В деревнях голод обходил стороной только землевладельцев, дворян и священников. Все остальные в той или иной степени испытывали нехватку пищи, потому что половина всего урожая уходила на оплату ренты и приберегалась для покупки семян. В иерархии нищеты хуже всего приходилось детям, за ними следовали женщины. По традиции, лучшая еда доставалась мужчинам, а все прочие вынуждены были довольствоваться остатками. Исабель и ее сестры питались капустными листьями, плавающими в прозрачном бульоне без жира, потому что сало доели еще в конце лета. Вскоре девушка заметила, что у нее стали подгибаться колени, и при малейшем усилии ей, как старухе, приходилось либо присаживаться, либо искать, на что опереться. Порой живот сводило судорогой, а после домашних хлопот кружилась голова. Иногда она разражалась плачем без видимых причин, только лишь от слабости. Оставшись одна, она рыдала уже не переставая и ощущала все большую жалость к себе. Когда слезы готовы были уняться, Исабель вспоминала о матери. «Боже мой, какое горе!» – повторяла она про себя и снова начинала плакать. Только сейчас стало понятно, насколько мать защищала ее от житейских невзгод.

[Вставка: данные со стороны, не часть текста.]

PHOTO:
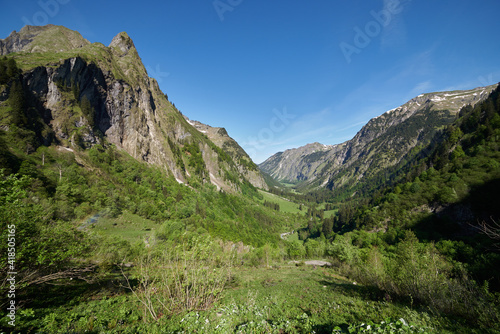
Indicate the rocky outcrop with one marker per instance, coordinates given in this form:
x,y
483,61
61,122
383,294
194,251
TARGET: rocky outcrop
x,y
42,39
221,138
99,94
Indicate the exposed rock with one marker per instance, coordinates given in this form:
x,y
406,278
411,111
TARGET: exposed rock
x,y
383,142
125,105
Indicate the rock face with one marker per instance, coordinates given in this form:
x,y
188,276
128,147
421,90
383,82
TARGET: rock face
x,y
220,137
90,93
382,143
42,39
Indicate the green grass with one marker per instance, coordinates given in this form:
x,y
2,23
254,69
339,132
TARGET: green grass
x,y
282,299
128,226
285,205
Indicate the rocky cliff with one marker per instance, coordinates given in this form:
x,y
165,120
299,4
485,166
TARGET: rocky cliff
x,y
89,94
383,142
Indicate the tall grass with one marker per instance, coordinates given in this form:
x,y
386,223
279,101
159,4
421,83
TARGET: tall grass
x,y
184,277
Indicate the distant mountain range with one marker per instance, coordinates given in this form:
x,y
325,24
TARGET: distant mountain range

Когда Игнасия трагически ушла в мир иной, ее незримое присутствие стало как никогда осязаемым. «Как бы она поступила?» – спрашивали себя члены семьи перед лицом очередных трудностей; казалось невероятным, что она уже никогда больше не переступит порог дома. Ее дух витал над холмами и внутри дома, между грязным полом и почерневшими балками потолка; живы были и ее советы, как, например, глотать слюну, чтобы не чувствовать голода, – этот трюк поначалу работал, принося временное облегчение. Или сосать щепки, чтобы обмануть желудок. Это помогало чуть дольше, пока челюсти не уставали от стольких бесплодных усилий. На самом деле они ужасно по ней скучали; Игнасия умудрялась при любых невзгодах сохранять выдержку и спокойствие. С ней и живот не так сводило, и голод казался просто неудачной шуткой судьбы, и холод доставлял лишь временные неудобства. А без нее жизнь превратилась в ад.

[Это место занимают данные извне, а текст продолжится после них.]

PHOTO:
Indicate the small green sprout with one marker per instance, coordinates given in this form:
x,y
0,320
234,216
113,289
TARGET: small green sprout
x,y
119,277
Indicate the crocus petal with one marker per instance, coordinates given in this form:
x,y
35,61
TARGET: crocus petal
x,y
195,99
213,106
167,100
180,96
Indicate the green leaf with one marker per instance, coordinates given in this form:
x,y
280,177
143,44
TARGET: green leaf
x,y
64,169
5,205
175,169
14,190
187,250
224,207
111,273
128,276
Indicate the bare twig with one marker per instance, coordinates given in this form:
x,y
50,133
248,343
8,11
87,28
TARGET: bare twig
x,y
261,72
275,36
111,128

Помимо судорог в желудке и головокружения, голод порождал сонм злобных чувств. Сперва возникало недоумение перед несправедливостью мироустройства. «Почему это происходит со мной? – спрашивал себя каждый из них. – Разве я не добрый христианин, разве не работаю, как вол?» Затем наступало ощущение позора и бесчестья. Исабель и ее отец стыдились признаться, что им не хватает пропитания, и поначалу притворялись перед соседями, что у них все в порядке. Но это длилось недолго, потому что все нуждались друг в друге: можно обменять яйцо на кусочек мяса, если сосед решил забить животину, или выменять кринку молока на ломтик сала. Никому не удавалось избежать унижения голодом.
Когда проходило и это состояние, людей охватывала злость.
– Это наша кара за то, что мы не платим десятину! – бушевала Франсиска, намекая на церковную ренту.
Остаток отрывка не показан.